Rewarding not-touching the hot stove (positive reinforcement) is a weaker, slower and more tedious process, but avoids those side-effects. But even there you may end up creating an unwanted dependency on reinforcement, and associated side effects like lack of initiative. That is, positive reinforcement is often still too powerful. (This tends not to matter too much when training pets, since lack of initiative is often not considered a liability in a pet. It's more of a problem when raising a child.)
Setting the situation up so you get to play the "you've shown yourself to be trustworthy enough that I no longer feel I have to watch you all the time to make sure you don't burn yourself" card (negative reinforcement) is practically powerless by comparison to the other two, and therefore far more difficult to use, but by the same token has fewer side-effects.
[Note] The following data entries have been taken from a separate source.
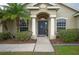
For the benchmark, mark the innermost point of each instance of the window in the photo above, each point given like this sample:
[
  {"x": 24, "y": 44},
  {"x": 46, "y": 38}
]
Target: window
[
  {"x": 23, "y": 25},
  {"x": 61, "y": 24}
]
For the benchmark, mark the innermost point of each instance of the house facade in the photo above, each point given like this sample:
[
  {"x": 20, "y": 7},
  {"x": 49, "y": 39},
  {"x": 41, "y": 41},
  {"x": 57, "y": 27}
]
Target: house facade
[{"x": 47, "y": 19}]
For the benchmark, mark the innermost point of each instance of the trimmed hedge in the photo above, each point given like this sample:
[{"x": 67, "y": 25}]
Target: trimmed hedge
[
  {"x": 69, "y": 35},
  {"x": 5, "y": 35},
  {"x": 23, "y": 35}
]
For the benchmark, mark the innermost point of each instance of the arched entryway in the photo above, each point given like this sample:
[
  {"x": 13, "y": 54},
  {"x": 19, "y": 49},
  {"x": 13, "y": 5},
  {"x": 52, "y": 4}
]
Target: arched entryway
[{"x": 42, "y": 19}]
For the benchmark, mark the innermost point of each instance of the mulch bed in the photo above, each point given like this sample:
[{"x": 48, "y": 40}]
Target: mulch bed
[
  {"x": 60, "y": 41},
  {"x": 17, "y": 41}
]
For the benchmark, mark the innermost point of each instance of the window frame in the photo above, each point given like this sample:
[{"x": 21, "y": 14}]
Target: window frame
[
  {"x": 62, "y": 22},
  {"x": 21, "y": 26}
]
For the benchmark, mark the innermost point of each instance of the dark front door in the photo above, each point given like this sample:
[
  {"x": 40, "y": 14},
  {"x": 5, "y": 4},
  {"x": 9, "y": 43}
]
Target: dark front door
[{"x": 42, "y": 27}]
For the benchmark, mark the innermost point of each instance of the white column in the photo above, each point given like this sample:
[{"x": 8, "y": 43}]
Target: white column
[
  {"x": 33, "y": 28},
  {"x": 52, "y": 28}
]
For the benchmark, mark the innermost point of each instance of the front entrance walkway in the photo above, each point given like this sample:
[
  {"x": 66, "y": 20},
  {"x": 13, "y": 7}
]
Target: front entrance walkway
[
  {"x": 16, "y": 47},
  {"x": 43, "y": 45}
]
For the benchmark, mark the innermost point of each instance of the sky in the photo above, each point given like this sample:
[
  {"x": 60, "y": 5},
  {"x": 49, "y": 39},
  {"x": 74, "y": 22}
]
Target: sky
[{"x": 73, "y": 5}]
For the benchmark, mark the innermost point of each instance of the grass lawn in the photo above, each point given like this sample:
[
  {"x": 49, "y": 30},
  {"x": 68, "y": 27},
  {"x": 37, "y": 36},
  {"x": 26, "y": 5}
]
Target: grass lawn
[{"x": 66, "y": 50}]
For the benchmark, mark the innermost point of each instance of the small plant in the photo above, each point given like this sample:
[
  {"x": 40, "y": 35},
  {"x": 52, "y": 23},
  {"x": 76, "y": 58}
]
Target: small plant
[
  {"x": 69, "y": 35},
  {"x": 23, "y": 35}
]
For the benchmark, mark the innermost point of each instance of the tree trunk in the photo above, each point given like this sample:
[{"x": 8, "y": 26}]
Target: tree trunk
[{"x": 17, "y": 23}]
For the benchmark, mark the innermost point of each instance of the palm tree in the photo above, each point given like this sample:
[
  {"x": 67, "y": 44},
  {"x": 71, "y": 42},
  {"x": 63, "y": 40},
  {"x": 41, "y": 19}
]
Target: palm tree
[{"x": 13, "y": 12}]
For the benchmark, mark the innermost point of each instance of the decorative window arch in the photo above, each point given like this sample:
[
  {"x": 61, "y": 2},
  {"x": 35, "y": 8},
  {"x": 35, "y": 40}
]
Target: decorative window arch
[{"x": 61, "y": 24}]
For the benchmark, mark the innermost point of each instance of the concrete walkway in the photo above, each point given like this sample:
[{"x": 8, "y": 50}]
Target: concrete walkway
[
  {"x": 16, "y": 47},
  {"x": 43, "y": 45}
]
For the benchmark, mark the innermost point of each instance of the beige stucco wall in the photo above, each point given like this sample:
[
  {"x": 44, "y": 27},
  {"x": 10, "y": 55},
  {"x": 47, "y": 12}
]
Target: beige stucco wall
[{"x": 67, "y": 13}]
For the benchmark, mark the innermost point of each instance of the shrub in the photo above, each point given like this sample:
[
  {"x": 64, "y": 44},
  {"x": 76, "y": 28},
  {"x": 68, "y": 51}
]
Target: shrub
[
  {"x": 69, "y": 35},
  {"x": 23, "y": 35},
  {"x": 5, "y": 35}
]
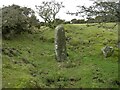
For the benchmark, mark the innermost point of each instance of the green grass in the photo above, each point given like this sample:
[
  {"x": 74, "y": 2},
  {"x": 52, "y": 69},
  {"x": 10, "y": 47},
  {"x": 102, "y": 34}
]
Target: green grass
[{"x": 33, "y": 62}]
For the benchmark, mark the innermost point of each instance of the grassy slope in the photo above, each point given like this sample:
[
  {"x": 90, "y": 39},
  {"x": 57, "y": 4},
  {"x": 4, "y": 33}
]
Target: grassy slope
[{"x": 32, "y": 63}]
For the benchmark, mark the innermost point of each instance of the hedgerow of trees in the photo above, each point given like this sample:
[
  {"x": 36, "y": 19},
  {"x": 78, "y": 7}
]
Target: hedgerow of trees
[{"x": 16, "y": 19}]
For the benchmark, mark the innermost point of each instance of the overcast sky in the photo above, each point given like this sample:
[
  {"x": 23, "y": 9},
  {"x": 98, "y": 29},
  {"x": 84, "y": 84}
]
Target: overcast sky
[{"x": 70, "y": 5}]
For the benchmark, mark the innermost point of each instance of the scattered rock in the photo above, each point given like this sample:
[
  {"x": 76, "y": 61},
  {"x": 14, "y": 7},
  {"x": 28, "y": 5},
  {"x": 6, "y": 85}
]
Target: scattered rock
[{"x": 107, "y": 51}]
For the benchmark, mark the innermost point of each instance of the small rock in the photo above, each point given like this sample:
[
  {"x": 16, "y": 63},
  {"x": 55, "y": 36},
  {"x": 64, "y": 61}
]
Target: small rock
[{"x": 107, "y": 51}]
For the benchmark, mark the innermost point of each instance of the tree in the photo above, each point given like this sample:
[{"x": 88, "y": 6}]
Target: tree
[
  {"x": 15, "y": 19},
  {"x": 48, "y": 10}
]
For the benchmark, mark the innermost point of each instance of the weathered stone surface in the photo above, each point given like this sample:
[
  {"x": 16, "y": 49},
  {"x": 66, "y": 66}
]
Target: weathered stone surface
[
  {"x": 107, "y": 51},
  {"x": 60, "y": 43}
]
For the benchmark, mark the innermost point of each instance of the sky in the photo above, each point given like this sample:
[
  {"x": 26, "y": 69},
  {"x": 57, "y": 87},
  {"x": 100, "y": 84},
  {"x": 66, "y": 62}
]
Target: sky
[{"x": 70, "y": 5}]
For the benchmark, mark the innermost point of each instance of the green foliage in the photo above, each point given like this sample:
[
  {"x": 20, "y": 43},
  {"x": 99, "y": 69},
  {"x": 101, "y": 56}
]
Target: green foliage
[
  {"x": 48, "y": 11},
  {"x": 86, "y": 67}
]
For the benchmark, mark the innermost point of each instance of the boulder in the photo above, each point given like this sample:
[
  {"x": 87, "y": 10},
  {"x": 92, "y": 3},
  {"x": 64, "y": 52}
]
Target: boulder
[{"x": 107, "y": 51}]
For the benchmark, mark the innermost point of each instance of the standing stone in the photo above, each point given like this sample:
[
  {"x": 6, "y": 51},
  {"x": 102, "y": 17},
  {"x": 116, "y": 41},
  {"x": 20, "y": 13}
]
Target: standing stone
[{"x": 60, "y": 44}]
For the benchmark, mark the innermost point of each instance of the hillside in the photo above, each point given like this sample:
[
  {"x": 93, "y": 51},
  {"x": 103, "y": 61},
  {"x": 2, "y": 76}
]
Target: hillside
[{"x": 29, "y": 61}]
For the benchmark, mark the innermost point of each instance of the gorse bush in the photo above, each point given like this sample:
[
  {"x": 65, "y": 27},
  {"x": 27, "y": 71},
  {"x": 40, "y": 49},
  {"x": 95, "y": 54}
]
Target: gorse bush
[{"x": 16, "y": 19}]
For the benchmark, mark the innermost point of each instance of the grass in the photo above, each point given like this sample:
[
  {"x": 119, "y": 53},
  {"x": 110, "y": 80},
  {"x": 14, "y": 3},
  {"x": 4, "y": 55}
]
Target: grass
[{"x": 29, "y": 61}]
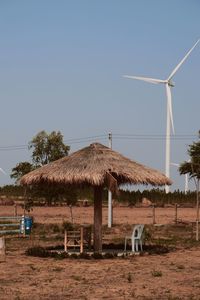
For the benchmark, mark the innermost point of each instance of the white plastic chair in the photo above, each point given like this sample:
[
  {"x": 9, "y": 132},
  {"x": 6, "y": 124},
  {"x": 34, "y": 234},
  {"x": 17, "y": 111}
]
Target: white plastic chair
[{"x": 136, "y": 238}]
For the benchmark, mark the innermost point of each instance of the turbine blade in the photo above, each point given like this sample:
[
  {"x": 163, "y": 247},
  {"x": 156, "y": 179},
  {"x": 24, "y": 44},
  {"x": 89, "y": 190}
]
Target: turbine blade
[
  {"x": 151, "y": 80},
  {"x": 174, "y": 164},
  {"x": 3, "y": 171},
  {"x": 169, "y": 101},
  {"x": 182, "y": 61}
]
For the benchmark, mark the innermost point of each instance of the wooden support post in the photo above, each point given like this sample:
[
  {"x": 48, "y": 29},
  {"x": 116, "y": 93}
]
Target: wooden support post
[
  {"x": 197, "y": 220},
  {"x": 81, "y": 241},
  {"x": 15, "y": 210},
  {"x": 98, "y": 219},
  {"x": 65, "y": 241},
  {"x": 176, "y": 213},
  {"x": 154, "y": 214},
  {"x": 2, "y": 249}
]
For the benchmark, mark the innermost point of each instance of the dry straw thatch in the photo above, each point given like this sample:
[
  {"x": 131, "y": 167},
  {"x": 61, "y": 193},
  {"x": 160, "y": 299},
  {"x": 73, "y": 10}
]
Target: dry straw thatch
[{"x": 95, "y": 165}]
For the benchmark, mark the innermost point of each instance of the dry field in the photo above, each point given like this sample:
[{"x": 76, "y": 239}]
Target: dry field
[{"x": 175, "y": 275}]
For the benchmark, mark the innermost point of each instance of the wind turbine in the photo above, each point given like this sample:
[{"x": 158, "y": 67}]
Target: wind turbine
[{"x": 170, "y": 123}]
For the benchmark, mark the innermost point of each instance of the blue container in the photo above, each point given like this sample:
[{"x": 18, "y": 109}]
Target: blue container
[{"x": 28, "y": 225}]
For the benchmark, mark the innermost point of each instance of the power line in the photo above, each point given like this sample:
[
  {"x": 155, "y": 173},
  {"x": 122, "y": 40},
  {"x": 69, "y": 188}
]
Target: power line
[{"x": 116, "y": 136}]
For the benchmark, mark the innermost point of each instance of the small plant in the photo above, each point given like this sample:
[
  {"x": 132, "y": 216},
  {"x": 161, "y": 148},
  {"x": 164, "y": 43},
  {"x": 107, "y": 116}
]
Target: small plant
[
  {"x": 156, "y": 273},
  {"x": 180, "y": 267},
  {"x": 97, "y": 255}
]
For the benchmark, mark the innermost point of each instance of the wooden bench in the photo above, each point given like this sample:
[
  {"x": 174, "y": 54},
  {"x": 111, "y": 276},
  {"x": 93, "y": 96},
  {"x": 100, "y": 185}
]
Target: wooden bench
[{"x": 78, "y": 238}]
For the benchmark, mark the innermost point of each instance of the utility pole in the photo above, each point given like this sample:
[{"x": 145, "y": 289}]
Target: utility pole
[{"x": 109, "y": 192}]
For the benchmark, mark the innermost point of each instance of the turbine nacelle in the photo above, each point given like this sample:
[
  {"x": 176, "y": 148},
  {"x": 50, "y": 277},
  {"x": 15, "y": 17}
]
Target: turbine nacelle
[{"x": 170, "y": 83}]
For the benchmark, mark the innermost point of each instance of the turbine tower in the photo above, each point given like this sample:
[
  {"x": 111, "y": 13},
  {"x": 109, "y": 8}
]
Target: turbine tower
[{"x": 170, "y": 123}]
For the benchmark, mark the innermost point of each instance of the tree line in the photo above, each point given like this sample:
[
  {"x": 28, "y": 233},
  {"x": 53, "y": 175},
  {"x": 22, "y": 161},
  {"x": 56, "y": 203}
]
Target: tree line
[{"x": 46, "y": 148}]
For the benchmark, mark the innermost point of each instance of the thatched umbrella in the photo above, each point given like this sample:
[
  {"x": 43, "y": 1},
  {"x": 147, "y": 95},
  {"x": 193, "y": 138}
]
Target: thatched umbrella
[{"x": 99, "y": 167}]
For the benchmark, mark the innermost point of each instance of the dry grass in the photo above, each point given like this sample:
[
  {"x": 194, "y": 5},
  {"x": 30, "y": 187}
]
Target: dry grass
[{"x": 175, "y": 275}]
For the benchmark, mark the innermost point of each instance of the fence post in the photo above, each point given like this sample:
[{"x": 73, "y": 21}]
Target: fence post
[
  {"x": 154, "y": 214},
  {"x": 15, "y": 210},
  {"x": 81, "y": 241},
  {"x": 176, "y": 213},
  {"x": 65, "y": 241},
  {"x": 2, "y": 248}
]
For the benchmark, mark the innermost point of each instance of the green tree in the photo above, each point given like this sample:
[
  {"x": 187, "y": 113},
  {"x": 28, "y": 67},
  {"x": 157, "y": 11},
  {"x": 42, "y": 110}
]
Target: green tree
[
  {"x": 192, "y": 167},
  {"x": 21, "y": 169},
  {"x": 47, "y": 147}
]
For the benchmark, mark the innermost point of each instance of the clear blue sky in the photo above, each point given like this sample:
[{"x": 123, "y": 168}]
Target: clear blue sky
[{"x": 61, "y": 67}]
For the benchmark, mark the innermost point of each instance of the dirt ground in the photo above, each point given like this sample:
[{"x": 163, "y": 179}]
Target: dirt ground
[{"x": 175, "y": 275}]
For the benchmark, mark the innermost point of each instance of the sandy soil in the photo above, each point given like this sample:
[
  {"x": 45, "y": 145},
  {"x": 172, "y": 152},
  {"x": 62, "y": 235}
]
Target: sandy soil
[
  {"x": 121, "y": 215},
  {"x": 175, "y": 275}
]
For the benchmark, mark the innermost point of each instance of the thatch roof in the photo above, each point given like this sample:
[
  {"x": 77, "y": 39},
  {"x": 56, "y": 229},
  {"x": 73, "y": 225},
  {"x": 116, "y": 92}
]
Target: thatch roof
[{"x": 95, "y": 165}]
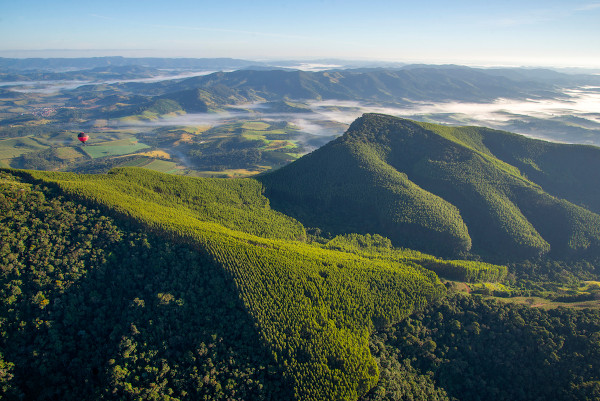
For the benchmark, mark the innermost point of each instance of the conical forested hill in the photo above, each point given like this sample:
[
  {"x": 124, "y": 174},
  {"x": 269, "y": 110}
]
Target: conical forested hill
[{"x": 447, "y": 190}]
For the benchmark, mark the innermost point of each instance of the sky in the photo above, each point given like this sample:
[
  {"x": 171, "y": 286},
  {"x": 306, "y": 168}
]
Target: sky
[{"x": 512, "y": 33}]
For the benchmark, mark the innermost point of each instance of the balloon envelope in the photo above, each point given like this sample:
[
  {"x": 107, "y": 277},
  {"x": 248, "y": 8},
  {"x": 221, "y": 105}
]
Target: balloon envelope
[{"x": 83, "y": 137}]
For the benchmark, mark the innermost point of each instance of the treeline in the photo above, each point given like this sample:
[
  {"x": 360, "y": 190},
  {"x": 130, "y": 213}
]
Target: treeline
[
  {"x": 378, "y": 247},
  {"x": 312, "y": 308},
  {"x": 94, "y": 309},
  {"x": 440, "y": 190},
  {"x": 467, "y": 348}
]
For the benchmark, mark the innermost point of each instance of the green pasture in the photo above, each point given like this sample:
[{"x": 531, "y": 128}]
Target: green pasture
[
  {"x": 15, "y": 147},
  {"x": 114, "y": 148}
]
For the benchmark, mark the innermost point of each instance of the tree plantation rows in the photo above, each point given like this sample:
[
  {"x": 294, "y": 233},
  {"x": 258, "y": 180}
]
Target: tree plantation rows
[
  {"x": 444, "y": 191},
  {"x": 142, "y": 285},
  {"x": 91, "y": 310}
]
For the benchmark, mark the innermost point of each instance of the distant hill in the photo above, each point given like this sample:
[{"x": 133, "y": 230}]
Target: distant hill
[
  {"x": 426, "y": 83},
  {"x": 448, "y": 190},
  {"x": 51, "y": 64}
]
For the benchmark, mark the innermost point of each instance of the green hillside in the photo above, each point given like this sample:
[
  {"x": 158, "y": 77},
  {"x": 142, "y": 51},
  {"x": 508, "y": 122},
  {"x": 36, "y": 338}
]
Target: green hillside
[
  {"x": 313, "y": 307},
  {"x": 142, "y": 285},
  {"x": 442, "y": 190}
]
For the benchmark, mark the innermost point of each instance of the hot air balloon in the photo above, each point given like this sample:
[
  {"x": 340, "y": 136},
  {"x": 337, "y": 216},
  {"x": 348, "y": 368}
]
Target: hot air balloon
[{"x": 83, "y": 137}]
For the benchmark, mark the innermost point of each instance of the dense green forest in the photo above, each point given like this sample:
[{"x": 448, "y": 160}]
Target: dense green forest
[
  {"x": 142, "y": 285},
  {"x": 308, "y": 310},
  {"x": 445, "y": 191},
  {"x": 467, "y": 348}
]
We have this tendency to use the most powerful available tool to address a problem, because it's rewarding to see the short-term effect, and it's very much not-rewarding to work on something and see no obvious results for a long time. (This is frequently cited as a difference between "modern/Western medicine" and "alternative/Eastern medicine", though as you no doubt know better than I, this is mostly a bullshit dichotomy.)
But often it's not the most useful tool in the long run. Often a "good" (in the sense of strong, robust, noticable) response isn't actually a good response.
Re: On Good Responses
I sense that your experience with Sasha informs much of this discussion.